Jeremy Irons Monologues

Humbert Humbert Monologues

She was Lo, plain Lo, in the morning, standing four feet ten in one sock. She was Lola in slacks, she was Dolly at school. She was Dolores on the dotted line. But in my arms she was always - Lolita. Light of my life, fire of my loins. My sin. My soul.

Lolita.

I looked and looked at her, and I knew, as clearly as I know that I will die, that I loved her more than anything I had ever seen or imagined on earth. She was only the dead-leaf echo of the nymphet from long ago - but I loved her, this Lolita, pale and polluted and big with another man's child. She could fade and wither - I didn't care. I would still go mad with tenderness at the mere sight of her face.

What I heard then was the melody of children at play, nothing but that. And I knew that the hopelessly poignant thing was not Lolita's absence from my side, but the absence of her voice from that chorus.

Don't touch me; I'll die if you touch me.

Ladies and gentlemen of the jury, if my happiness could have talked it would have filled that hotel with a deafening roar.

The shock of her death froze something in me. The child I loved was gone, but I kept looking for her - long after I had left my own childhood behind. The poison was in the wound, you see. And the wound wouldn't heal.

A normal man, given a group photograph of school girls and asked to point out the loveliest one, will not necessarily choose the nymphet among them.

Lo, listen a moment. For all intents and purposes I am your father and I am responsible for your welfare. We are not rich, so when we travel, we shall be - we shall uh… we shall be thrown together a great deal. And two people who enter into a cohabitation inevitably lead into a kind of…

We had been everywhere. We had really seen nothing.

I was not quite prepared for the reality of my dual role. On the one hand, the willing corruptor of an innocent, and on the other, Humbert the happy housewife.

Despite our tiffs, despite her nastiness, despite all the fuss and faces she made, and the vulgarity, and the danger and the horrible hopelessness of it all, I still dwelled deep in my elected paradise - a paradise whose skies were the colour of hell-flames - but still a paradise.

John Tuld Monologues

There are three ways to make a living in this business: be first, be smarter, or cheat.

Maybe you could tell me what is going on. And please, speak as you might to a young child. Or a golden retriever. It wasn't brains that brought me here; I assure you that.

So, what you're telling me, is that the music is about to stop, and we're going to be left holding the biggest bag of odorous excrement ever assembled in the history of capitalism.

Let me tell you something, Mr. Sullivan. Do you care to know why I'm in this chair with you all? I mean, why I earn the big bucks.

I'm here for one reason and one reason alone. I'm here to guess what the music might do a week, a month, a year from now. That's it. Nothing more.

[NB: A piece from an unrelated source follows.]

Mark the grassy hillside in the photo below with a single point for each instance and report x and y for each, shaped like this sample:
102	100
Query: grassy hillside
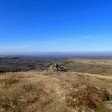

And standing here tonight, I'm afraid that I don't hear - a - thing. Just... silence.

So you think we might have put a few people out of business today. That its all for naught. You've been doing that everyday for almost forty years Sam. And if this is all for naught then so is everything out there. Its just money; its made up. Pieces of paper with pictures on it so we don't have to kill each other just to get something to eat. It's not wrong. And it's certainly no different today than its ever been. 1637, 1797, 1819, 37, 57, 84, 1901, 07, 29, 1937, 1974, 1987-Jesus, didn't that fuck up me up good-92, 97, 2000 and whatever we want to call this. It's all just the same thing over and over; we can't help ourselves. And you and I can't control it, or stop it, or even slow it. Or even ever-so-slightly alter it. We just react. And we make a lot money if we get it right. And we get left by the side of the side of the road if we get it wrong. And there have always been and there always will be the same percentage of winners and losers. Happy foxes and sad sacks. Fat cats and starving dogs in this world. Yeah, there may be more of us today than there's ever been. But the percentages-they stay exactly the same.

You're one of the luckiest guys in the world, Sam. You could been digging ditches all these years.

I must apologise for dragging you all here at such an uncommon hour, but from what I've been told this matter needs to be dealt with urgently. So urgently in fact probably should've been addressed weeks ago. But that is spilt milk under the bridge.